Thesis tripwires (what would change the call): a meaningful valuation reset toward ~20× on a freight-cycle scare (would flip us more constructive on price); two-plus quarters of volume contraction across air and ocean; or an acceleration signal (sustained double-digit net-revenue growth) that would justify re-rating the growth score up.
11. Key risks
Cyclicality (structural): freight forwarding tracks global trade volumes and rates. The FY22→FY23 revenue halving ($17.1B → $9.3B) is the live illustration; a recession or trade shock hits volumes and rates together.
Valuation / de-rating: 28× trailing on ~3% EPS growth, with the Street's average target below spot — limited margin for a demand or pricing disappointment.
Tariff/trade-policy whiplash: a tailwind for customs fees but a tail-risk for volumes; policy is unpredictable.
Ocean overcapacity & weak pricing: management's own flagged soft spot; a persistent drag on one-quarter of revenue.
Growth scarcity: the business simply doesn't grow much organically; the return depends on continued buybacks and margin defense, both of which are finite levers.
No expert coverage: with zero Synthos KB voices, the call rests solely on fundamentals/quant — lower conviction than a panel-backed name (an honesty flag, not a business flaw).
12. Verdict, position sizing & monitoring
Watch. Expeditors is a genuinely high-quality business — 37% ROE, 28% ROIC, net cash, a fortress balance sheet, and one of the most shareholder-friendly buyback records in the S&P 500. But quality is not the question; price and growth are. At $167.57 the stock trades at ~28× trailing earnings for a business compounding EPS at ~3% (much of it buyback-assisted), it sits at its 52-week high, and even the Street's average target ($154) and our base fair value (~$158) are below the current price. There is no expert conviction in our KB to override that math. This is a name to own on weakness, not to chase at highs.

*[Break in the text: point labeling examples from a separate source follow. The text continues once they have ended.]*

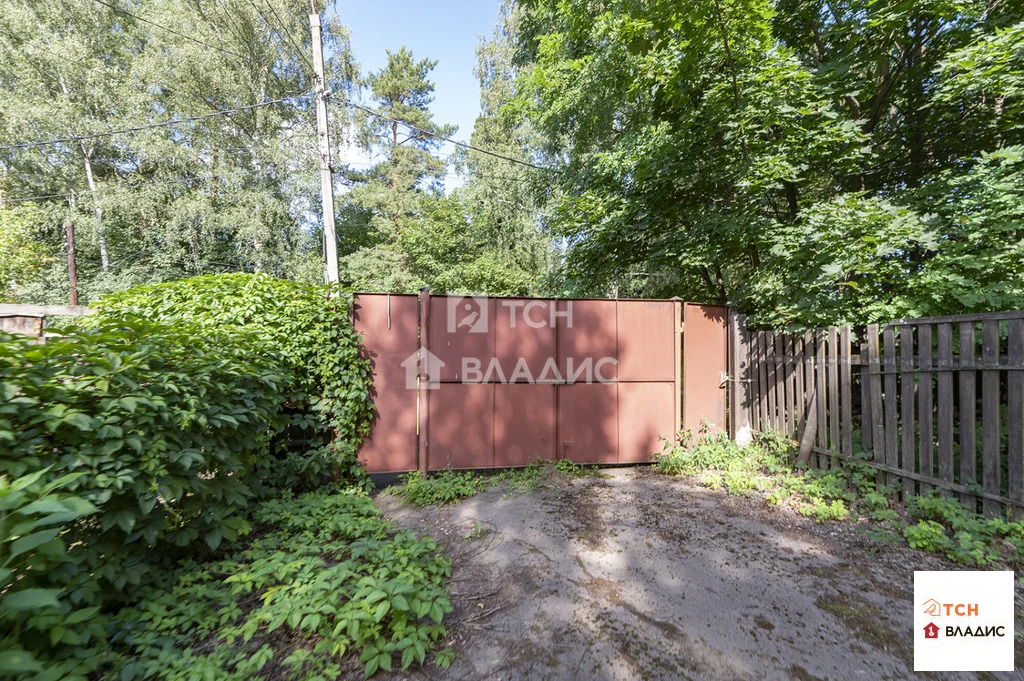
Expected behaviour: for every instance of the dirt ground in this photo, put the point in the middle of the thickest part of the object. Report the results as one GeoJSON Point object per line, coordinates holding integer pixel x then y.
{"type": "Point", "coordinates": [635, 576]}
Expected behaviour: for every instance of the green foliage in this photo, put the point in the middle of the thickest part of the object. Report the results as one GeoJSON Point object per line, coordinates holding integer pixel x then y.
{"type": "Point", "coordinates": [478, 530]}
{"type": "Point", "coordinates": [445, 486]}
{"type": "Point", "coordinates": [160, 428]}
{"type": "Point", "coordinates": [928, 536]}
{"type": "Point", "coordinates": [824, 511]}
{"type": "Point", "coordinates": [32, 543]}
{"type": "Point", "coordinates": [541, 473]}
{"type": "Point", "coordinates": [23, 256]}
{"type": "Point", "coordinates": [230, 193]}
{"type": "Point", "coordinates": [302, 331]}
{"type": "Point", "coordinates": [324, 577]}
{"type": "Point", "coordinates": [813, 162]}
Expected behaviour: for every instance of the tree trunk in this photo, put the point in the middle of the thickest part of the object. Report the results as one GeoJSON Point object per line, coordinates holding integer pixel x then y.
{"type": "Point", "coordinates": [104, 260]}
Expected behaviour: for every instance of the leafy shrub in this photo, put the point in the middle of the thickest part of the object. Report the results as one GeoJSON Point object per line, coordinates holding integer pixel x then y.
{"type": "Point", "coordinates": [162, 429]}
{"type": "Point", "coordinates": [823, 511]}
{"type": "Point", "coordinates": [31, 517]}
{"type": "Point", "coordinates": [325, 576]}
{"type": "Point", "coordinates": [444, 486]}
{"type": "Point", "coordinates": [301, 330]}
{"type": "Point", "coordinates": [712, 451]}
{"type": "Point", "coordinates": [928, 536]}
{"type": "Point", "coordinates": [541, 474]}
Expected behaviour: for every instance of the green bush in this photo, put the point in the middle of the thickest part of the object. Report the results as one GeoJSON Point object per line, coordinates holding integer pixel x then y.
{"type": "Point", "coordinates": [301, 331]}
{"type": "Point", "coordinates": [444, 486]}
{"type": "Point", "coordinates": [326, 576]}
{"type": "Point", "coordinates": [161, 428]}
{"type": "Point", "coordinates": [32, 515]}
{"type": "Point", "coordinates": [712, 451]}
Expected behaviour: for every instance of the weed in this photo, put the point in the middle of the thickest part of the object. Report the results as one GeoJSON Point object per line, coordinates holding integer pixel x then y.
{"type": "Point", "coordinates": [539, 474]}
{"type": "Point", "coordinates": [326, 577]}
{"type": "Point", "coordinates": [478, 530]}
{"type": "Point", "coordinates": [822, 511]}
{"type": "Point", "coordinates": [445, 486]}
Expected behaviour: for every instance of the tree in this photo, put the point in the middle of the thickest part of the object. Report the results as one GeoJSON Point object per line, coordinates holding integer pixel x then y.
{"type": "Point", "coordinates": [386, 199]}
{"type": "Point", "coordinates": [788, 158]}
{"type": "Point", "coordinates": [23, 256]}
{"type": "Point", "coordinates": [226, 193]}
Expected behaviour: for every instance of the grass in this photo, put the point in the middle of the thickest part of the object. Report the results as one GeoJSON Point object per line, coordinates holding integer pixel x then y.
{"type": "Point", "coordinates": [450, 486]}
{"type": "Point", "coordinates": [445, 486]}
{"type": "Point", "coordinates": [323, 585]}
{"type": "Point", "coordinates": [930, 522]}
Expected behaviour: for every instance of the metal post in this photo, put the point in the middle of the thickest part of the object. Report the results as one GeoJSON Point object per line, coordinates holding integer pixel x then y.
{"type": "Point", "coordinates": [72, 272]}
{"type": "Point", "coordinates": [327, 180]}
{"type": "Point", "coordinates": [423, 413]}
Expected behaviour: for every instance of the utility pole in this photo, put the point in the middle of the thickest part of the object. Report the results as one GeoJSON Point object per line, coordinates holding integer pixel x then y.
{"type": "Point", "coordinates": [327, 181]}
{"type": "Point", "coordinates": [72, 272]}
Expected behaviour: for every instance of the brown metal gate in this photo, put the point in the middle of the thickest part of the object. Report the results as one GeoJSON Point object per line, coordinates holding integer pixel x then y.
{"type": "Point", "coordinates": [505, 381]}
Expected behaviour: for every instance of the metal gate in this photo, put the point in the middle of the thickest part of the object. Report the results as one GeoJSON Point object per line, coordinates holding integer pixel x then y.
{"type": "Point", "coordinates": [472, 382]}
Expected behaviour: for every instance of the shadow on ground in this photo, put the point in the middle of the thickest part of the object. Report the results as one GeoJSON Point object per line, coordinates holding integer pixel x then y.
{"type": "Point", "coordinates": [634, 576]}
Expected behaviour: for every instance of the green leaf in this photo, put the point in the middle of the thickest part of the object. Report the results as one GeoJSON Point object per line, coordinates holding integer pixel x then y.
{"type": "Point", "coordinates": [18, 661]}
{"type": "Point", "coordinates": [30, 542]}
{"type": "Point", "coordinates": [30, 599]}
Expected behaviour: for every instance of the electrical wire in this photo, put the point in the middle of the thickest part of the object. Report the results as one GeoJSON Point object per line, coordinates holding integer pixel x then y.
{"type": "Point", "coordinates": [171, 31]}
{"type": "Point", "coordinates": [162, 124]}
{"type": "Point", "coordinates": [413, 128]}
{"type": "Point", "coordinates": [286, 34]}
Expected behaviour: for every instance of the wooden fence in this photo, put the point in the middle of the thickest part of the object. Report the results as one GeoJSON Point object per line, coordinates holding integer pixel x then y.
{"type": "Point", "coordinates": [935, 401]}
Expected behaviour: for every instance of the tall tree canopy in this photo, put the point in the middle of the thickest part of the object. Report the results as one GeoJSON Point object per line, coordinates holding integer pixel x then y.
{"type": "Point", "coordinates": [811, 161]}
{"type": "Point", "coordinates": [223, 193]}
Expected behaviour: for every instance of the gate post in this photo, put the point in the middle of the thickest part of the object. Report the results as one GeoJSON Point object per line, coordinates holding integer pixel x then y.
{"type": "Point", "coordinates": [423, 403]}
{"type": "Point", "coordinates": [678, 344]}
{"type": "Point", "coordinates": [739, 390]}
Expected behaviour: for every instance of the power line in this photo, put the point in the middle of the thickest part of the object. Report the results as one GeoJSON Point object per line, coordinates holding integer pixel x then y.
{"type": "Point", "coordinates": [162, 124]}
{"type": "Point", "coordinates": [284, 32]}
{"type": "Point", "coordinates": [171, 31]}
{"type": "Point", "coordinates": [437, 136]}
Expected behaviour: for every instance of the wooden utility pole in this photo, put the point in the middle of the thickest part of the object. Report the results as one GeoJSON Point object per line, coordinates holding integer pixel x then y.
{"type": "Point", "coordinates": [72, 272]}
{"type": "Point", "coordinates": [327, 181]}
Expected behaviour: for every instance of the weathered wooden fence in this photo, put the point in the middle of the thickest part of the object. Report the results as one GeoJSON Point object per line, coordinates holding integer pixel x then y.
{"type": "Point", "coordinates": [935, 401]}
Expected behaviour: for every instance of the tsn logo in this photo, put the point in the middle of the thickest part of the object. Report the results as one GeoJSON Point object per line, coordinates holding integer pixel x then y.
{"type": "Point", "coordinates": [937, 609]}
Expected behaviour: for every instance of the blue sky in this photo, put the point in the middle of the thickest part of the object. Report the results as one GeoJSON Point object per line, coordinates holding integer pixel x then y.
{"type": "Point", "coordinates": [442, 30]}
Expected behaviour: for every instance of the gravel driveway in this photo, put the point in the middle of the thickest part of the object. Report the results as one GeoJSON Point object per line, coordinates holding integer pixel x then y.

Sizing: not a flagship buy at this level. A watch-list quality name — build a position on a pullback toward the low-$150s / rising 50-DMA (which aligns with our ~$158 base FV), where the risk/reward turns favorable.
Monitoring: re-underwrite on the tripwires in §10; formal re-score each earnings print. A freight-cycle scare that resets the multiple toward ~20× would be the setup to get constructive. This verdict is logged as a tracked Synthos call as of 2026-07-03 at $167.57.
Single biggest risk: a freight-cycle downturn or trade-war volume shock compressing both volumes and the customs tailwind.
Provenance & disclosures
Traceability:0 KB claims — EXPD has no expert coverage in the Synthos knowledge base. The verdict is fundamentals- and quant-driven, with no claim_ids to cite (and none fabricated). Fabricated conviction is structurally impossible (claim-ID reconciliation).
Data as-of: fundamentals 2026-03-31 (Q1'26) · estimates & prices 2026-07-03 · no expert claims. Forward figures are analyst consensus (FMP), labeled as estimates.
Management caveat: the §9 guidance summary is management's own earnings-release language (SEC 8-K, 2026-05-05), self-interested and half-weighted by design; EXPD issues no numeric guidance.
Not investment advice. Independent research, educational and informational only, never personalized. Hypothetical/forward figures are labeled; the only performance numbers Synthos will headline are the live, real-money Flagship's.
Version: 2026-07-03. Prior versions available via the deep-dive version dropdown ("based on the info at the time").